FIG. 1 is a sectional view schematically showing the configuration of a diffractive optical element according to a first embodiment.

FIG. 2 is a cross-sectional view schematically illustrating a configuration of a diffractive optical element according to a second embodiment.

FIG. 3 is a sectional view schematically showing a configuration of a diffraction grating of a diffractive optical element according to a third embodiment.

FIG. 4 is a sectional view schematically showing a configuration of a diffraction grating in a comparative example of the diffractive optical element according to the third embodiment.

[Explanation of symbols]

 1, 2, 3 Diffractive optical element 11 Substrate 12 Thin film 13 Diffraction grating 14, 15 Antireflection layer

 ──────────────────────────────────────────────────続 き Continuing on the front page (72) Inventor Takashi Takada 2-3-13 Azuchicho, Chuo-ku, Osaka Inside Osaka International Building Minolta Co., Ltd. (72) Inventor Takufumi Hatano 2-3-3 Azuchicho, Chuo-ku, Osaka-shi No. 13 Osaka International Building Minolta Co., Ltd. F-term (reference) 2H049 AA03 AA07 AA37 AA45 AA46 AA53 AA57 AA59 AA63 AA64

Claims (5)

[Claims] 1. A diffractive optical element comprising a substrate and a thin film provided on the substrate, wherein a diffraction grating is formed on the thin film.

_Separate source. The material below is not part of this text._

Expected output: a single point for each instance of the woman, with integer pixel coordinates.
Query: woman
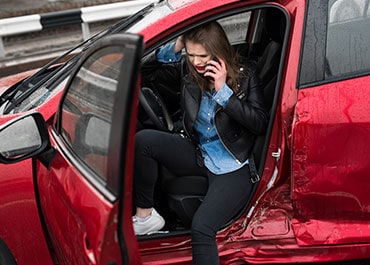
(223, 112)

A diffractive optical element characterized in that it is also large. 2. The diffractive optical element according to claim 1, wherein the refractive index of the thin film is higher than the refractive index of the substrate. 3. The material of the substrate is glass, and the material of the thin film is
Is TiO_Two, Al_TwoO _ThreeAnd Ta_TwoO_FiveIs one of
3. The diffractive optical element according to claim 2, wherein: 4. The diffractive optical element according to claim 1, further comprising an anti-reflection layer on the surface of the substrate opposite to the thin film. 5. The diffractive optical element according to claim 1, further comprising an antireflection layer between the thin film and the substrate.